"It's not a difficult procedure to do well," Venkataramani says. "Once someone is trained, you can knock out hundreds of procedures a day." But finding medical personnel to train can be a challenge. "If you have limited health care, are you going to be drawing from the labor pool?" he asks. "And will that divert them from doing other things," such as giving vaccinations to children or helping to deliver babies?
The term for the procedure, voluntary medical male circumcision, might sound almost outlandish. Yet in the past few years some public-awareness campaigns have been so effective in educating men about the benefits of circumcision (which also extend to decreased risk of other sexually transmitted infections) that "creating the right balance of demand and service" has become the new challenge, says Caroline Ryan, director of technical leadership at the Office of the U.S. Global AIDS Coordinator.
For groups in which male circumcision is an integral part of the culture, the move to a more medicalized procedure can be dicey. "If you bring in something that gets at the core of people's beliefs, and it’s perceived as being disrespectful, that might be your last chance to reach that population," Venkataramani says. He also found that males who had incomplete or delayed circumcisions were more likely to contract HIV than those who had early, medical procedures. "You can't count on the traditional circumcision on being the protective circumcision," he says.
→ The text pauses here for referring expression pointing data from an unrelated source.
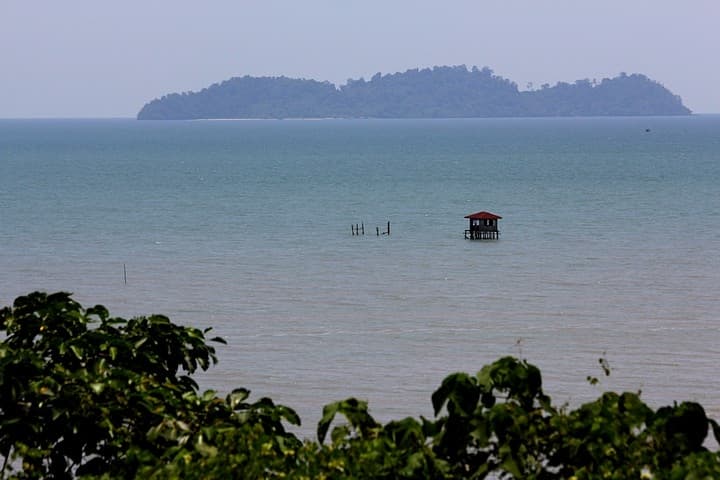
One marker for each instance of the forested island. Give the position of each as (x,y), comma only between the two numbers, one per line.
(438,92)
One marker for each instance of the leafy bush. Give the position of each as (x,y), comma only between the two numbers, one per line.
(83,394)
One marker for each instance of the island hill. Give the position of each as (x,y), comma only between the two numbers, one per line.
(440,92)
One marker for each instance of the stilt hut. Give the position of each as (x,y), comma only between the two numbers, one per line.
(483,226)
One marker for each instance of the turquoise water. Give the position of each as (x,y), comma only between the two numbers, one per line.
(610,246)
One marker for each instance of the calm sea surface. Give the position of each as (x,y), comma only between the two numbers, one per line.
(610,247)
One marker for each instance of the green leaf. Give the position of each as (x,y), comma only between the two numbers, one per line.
(79,352)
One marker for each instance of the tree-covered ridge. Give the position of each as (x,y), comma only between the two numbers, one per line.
(87,395)
(440,92)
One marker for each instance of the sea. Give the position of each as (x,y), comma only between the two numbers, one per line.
(609,248)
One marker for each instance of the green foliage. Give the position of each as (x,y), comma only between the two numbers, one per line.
(438,92)
(86,395)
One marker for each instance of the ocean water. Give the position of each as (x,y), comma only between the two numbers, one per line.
(610,247)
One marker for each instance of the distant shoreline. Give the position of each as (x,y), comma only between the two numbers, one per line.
(440,92)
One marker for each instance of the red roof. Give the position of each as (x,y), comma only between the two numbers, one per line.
(483,216)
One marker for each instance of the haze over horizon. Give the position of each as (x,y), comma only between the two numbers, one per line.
(86,59)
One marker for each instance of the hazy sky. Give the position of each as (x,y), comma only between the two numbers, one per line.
(93,58)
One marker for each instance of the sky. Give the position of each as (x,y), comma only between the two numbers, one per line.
(93,58)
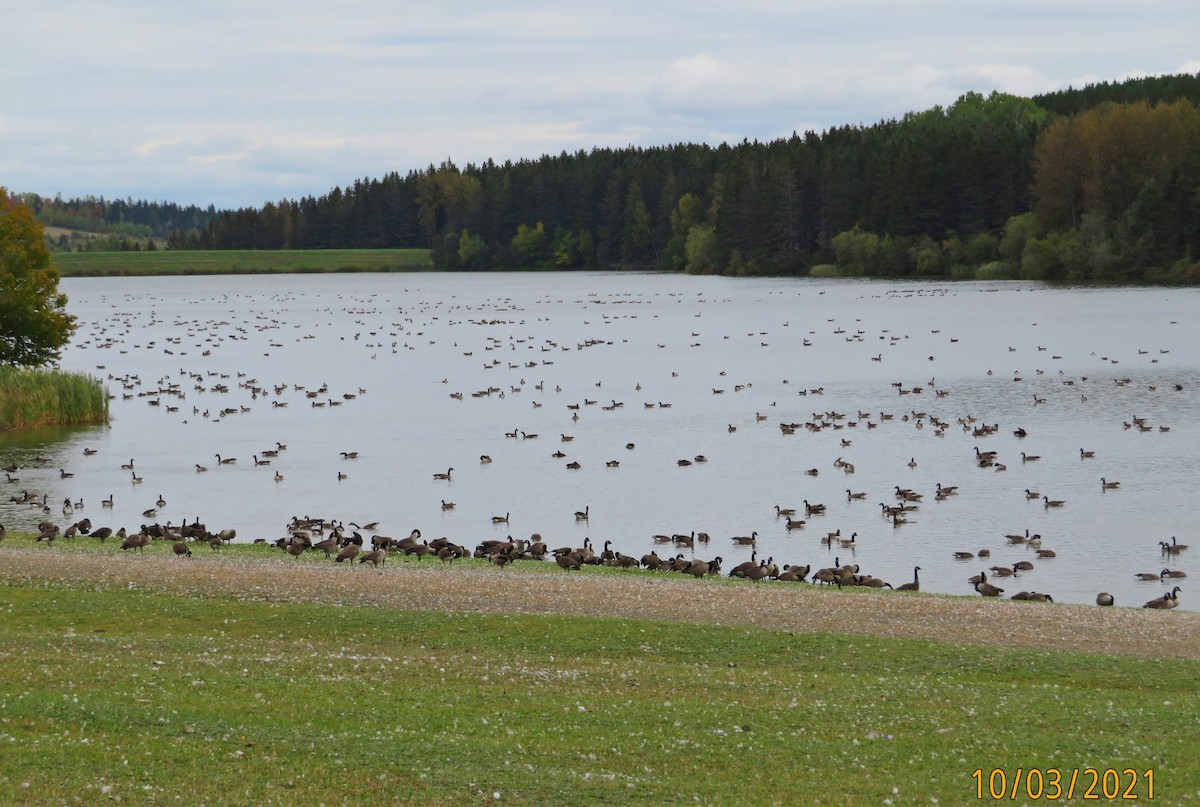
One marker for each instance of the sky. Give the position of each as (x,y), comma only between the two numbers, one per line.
(237,103)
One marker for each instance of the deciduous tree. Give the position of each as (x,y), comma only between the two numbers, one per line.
(34,323)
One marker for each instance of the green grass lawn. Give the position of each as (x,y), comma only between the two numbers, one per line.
(111,691)
(197,262)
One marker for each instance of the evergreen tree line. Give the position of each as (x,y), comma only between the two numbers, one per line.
(1093,184)
(129,217)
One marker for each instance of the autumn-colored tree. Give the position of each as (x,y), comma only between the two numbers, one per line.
(34,323)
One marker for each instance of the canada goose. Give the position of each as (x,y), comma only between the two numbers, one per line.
(1169,599)
(1018,539)
(1032,597)
(376,557)
(985,589)
(916,581)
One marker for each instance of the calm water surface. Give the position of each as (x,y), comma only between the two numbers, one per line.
(678,366)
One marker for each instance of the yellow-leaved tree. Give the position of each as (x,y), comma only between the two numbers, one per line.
(34,323)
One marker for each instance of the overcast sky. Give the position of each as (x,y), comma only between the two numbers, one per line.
(240,102)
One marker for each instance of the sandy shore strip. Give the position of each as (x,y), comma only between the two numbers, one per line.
(487,590)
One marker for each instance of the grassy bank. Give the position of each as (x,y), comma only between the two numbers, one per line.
(243,262)
(35,399)
(256,695)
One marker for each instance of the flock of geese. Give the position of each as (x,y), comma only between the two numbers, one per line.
(174,394)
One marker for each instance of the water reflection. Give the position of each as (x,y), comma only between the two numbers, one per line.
(417,374)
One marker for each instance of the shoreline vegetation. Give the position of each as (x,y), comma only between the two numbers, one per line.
(253,676)
(36,399)
(238,262)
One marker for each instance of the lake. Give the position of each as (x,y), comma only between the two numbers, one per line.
(418,374)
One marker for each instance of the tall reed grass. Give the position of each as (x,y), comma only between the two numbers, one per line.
(34,399)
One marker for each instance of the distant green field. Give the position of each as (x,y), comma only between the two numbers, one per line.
(239,262)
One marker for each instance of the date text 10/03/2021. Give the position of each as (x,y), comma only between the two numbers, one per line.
(1054,783)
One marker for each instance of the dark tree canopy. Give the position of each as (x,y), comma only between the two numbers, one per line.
(34,323)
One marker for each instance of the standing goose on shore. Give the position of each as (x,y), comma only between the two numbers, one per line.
(985,589)
(916,581)
(1170,599)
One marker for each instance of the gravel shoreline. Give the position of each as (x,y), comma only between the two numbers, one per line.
(643,596)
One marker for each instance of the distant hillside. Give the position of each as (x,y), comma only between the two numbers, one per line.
(1083,185)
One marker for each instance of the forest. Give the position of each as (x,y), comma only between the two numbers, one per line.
(1099,184)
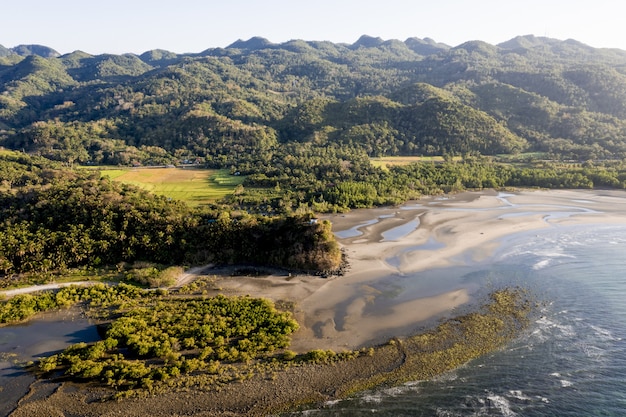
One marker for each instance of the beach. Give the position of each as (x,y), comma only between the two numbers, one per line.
(340,313)
(388,292)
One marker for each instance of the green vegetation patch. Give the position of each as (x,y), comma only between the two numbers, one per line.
(192,185)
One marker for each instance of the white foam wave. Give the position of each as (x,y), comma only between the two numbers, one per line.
(541,264)
(519,395)
(603,334)
(548,328)
(501,404)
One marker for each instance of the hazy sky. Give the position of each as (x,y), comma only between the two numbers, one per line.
(120,26)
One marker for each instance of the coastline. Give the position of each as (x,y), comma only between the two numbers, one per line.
(340,313)
(457,230)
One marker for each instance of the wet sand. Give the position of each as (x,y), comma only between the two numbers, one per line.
(398,243)
(387,248)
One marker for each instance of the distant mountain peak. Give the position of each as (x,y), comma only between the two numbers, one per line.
(367,41)
(39,50)
(254,43)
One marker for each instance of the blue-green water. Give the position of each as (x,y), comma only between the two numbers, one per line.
(571,362)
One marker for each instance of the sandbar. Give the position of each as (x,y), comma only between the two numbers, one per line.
(398,243)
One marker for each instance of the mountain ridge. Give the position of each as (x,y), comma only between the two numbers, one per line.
(384,97)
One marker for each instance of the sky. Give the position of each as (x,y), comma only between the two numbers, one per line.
(136,26)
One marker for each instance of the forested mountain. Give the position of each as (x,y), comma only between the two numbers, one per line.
(300,122)
(385,97)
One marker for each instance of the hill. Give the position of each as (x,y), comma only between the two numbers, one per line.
(388,97)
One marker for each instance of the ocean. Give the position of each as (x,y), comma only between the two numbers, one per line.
(570,362)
Some groups and villages have adopted a medicalized approach, however. In Zimbabwe, for example, village boys would not always return from their rite of passage after a traditional circumcision went awry. Thus, some village chiefs have encouraged the use of medical circumcision, by having doctors and nurses attending at the ceremonial camps, by allowing boys to make a trip to a clinic or by training traditional healers in how to perform a safer operation.
"There has been a change in social norms, where the community has completely embraced medical male circumcision," Njeuhmeli says of some of these villages. Many local women also support the move. "You can see a mother so happy that the boys, all of them, will come back," alive and well.
Nevertheless, as one of the papers on research led by Zebedee Mwandi of the U.S. Centers for Disease Control and Prevention Global AIDS Program Kenya shows, so far only Kenya is in good shape to meet the 80 percent goal, with more than two thirds of its men already circumcised—which is more than twice the global average.
Not everyone in the AIDS-prevention field is convinced that this approach will be as effective as promised. As the old economic logic goes, once people think they are protected against something, they will be more likely to take on more risks. So a circumcised man might be more inclined to have unprotected sex or sleep with more partners. As yet, however, research has yet to bear this out.
"It's also a very good way to get access to men," Ryan says of the increasingly common procedure. Women spend much more time in the health care systems in many of these countries because they often seek care during pregnancy. But with adult and adolescent males coming in for circumcision, doctors and nurses have the opportunity to give them information about condoms and other ways to reduce their risk of HIV, as well as to identify men who already have the retrovirus and get them started on treatment earlier in their illness.
With circumcision being an imperfect protector, why not put the money toward a more sure thing, such as condoms? Despite years of campaigns and distribution, neither male nor female condoms have become as widely used as previously hoped. As Ryan points out, many other groups are supporting condom programs, so she and others working with the U.S. President's Emergency Plan for AIDS Relief (PEPFAR) are looking for approaches that are not covered by other programs.